The Company’s Level 1 investment relates to its rabbi trust established for GEO employee and employer contributions to The GEO Group Inc. Non-qualified Deferred Compensation Plan. These contributions are invested in mutual funds for which quoted market prices in active markets are available. The Company’s restricted investment in the rabbi trust is measured at fair value on a recurring basis and is disclosed in “Restricted investments” in the table above.

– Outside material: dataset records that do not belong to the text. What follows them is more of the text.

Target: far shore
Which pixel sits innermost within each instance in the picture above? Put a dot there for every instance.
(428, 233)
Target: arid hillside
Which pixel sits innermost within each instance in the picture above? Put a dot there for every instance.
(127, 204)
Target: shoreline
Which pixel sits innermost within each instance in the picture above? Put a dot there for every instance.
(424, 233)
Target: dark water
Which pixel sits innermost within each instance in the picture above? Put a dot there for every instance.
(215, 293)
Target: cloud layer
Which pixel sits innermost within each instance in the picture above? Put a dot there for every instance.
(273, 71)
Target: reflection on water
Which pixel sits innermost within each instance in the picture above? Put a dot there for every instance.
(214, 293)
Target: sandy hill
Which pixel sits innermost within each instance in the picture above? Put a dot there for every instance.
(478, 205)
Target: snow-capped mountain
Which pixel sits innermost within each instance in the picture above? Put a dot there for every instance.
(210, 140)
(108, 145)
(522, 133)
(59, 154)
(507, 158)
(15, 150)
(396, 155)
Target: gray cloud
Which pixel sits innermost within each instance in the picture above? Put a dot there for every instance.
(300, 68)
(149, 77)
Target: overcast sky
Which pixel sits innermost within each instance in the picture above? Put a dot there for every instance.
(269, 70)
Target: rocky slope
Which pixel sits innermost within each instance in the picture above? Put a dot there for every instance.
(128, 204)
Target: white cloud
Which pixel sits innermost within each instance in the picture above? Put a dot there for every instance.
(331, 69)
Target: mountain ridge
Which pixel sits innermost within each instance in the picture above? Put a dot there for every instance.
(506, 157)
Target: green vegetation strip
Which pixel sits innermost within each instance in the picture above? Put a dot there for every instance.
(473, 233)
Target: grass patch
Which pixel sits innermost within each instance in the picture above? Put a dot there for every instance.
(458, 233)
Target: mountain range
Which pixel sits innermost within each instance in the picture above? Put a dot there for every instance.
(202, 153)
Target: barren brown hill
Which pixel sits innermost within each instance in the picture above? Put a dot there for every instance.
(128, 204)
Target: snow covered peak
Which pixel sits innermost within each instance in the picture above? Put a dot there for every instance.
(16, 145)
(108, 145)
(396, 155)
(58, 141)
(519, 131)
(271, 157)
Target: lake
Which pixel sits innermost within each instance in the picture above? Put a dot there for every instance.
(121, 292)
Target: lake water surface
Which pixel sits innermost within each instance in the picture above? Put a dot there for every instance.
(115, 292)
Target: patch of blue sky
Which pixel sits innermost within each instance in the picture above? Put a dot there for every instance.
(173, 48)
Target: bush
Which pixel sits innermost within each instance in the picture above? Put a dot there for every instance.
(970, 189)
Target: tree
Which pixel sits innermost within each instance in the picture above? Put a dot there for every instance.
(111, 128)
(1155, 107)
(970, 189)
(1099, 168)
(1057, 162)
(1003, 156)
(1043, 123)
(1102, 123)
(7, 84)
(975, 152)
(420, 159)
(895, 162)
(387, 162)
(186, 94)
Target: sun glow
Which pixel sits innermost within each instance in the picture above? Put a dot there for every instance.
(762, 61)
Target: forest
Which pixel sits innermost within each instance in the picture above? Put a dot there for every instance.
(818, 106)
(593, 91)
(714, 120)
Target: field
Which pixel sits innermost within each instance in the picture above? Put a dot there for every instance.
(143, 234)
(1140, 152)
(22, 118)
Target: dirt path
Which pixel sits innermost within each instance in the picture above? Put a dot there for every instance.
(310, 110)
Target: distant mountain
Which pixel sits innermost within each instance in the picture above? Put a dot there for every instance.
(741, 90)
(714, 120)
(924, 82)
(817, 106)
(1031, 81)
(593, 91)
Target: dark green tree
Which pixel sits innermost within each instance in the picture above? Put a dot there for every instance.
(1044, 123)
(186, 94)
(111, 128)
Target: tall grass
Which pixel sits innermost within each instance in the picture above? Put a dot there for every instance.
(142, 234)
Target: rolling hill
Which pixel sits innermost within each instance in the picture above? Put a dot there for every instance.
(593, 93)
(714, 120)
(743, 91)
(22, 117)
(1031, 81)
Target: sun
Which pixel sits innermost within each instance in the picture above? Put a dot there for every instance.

Previously, these investments were disclosed in Note 9 at fair value as of January 2, 2011.

The Company’s Level 2 financial instruments included in the table above as of October 2, 2011 and January 2, 2011 consist of an interest rate swap asset held by our Australian subsidiary, other interest rate swap assets of the Company, an investment in Canadian dollar denominated fixed income securities, a guaranteed investment contract which is a restricted investment related to CSC of Tacoma LLC and, as of October 2, 2011, an Investment Repurchase Agreement (“Repo Agreement”) relative to MCF, the Company’s consolidated VIE. During the thirteen weeks ended October 2, 2011, MCF entered into the Repo Agreement to establish an investment for its debt service reserve fund and bond fund payment account. The Repo Agreement consists of a guaranteed investment in the principal amount of $23.8 million related to the debt service reserve fund and a second guaranteed investment related to the bond fund payment account which was $4.0 million as of October 2, 2011. Both of these investments are restricted to eligible investments as defined in 8.47% Revenue Bond indenture (refer to Note 11) and mature on August 1, 2016. As of October 2, 2011, the Repo Agreement is included above as a Level 2 restricted investment since its fair value is based using market interest rates for similar securities. The Australian subsidiary’s interest rate swap asset is valued using a discounted cash flow model based on projected Australian borrowing rates. The Company’s other interest rate swap assets and liabilities are based on pricing models which consider prevailing interest rates, credit risk and similar instruments. The Canadian dollar denominated securities, not actively traded, are valued using quoted rates for these and similar securities. The restricted investment in the guaranteed investment contract is valued using quoted rates for these and similar securities.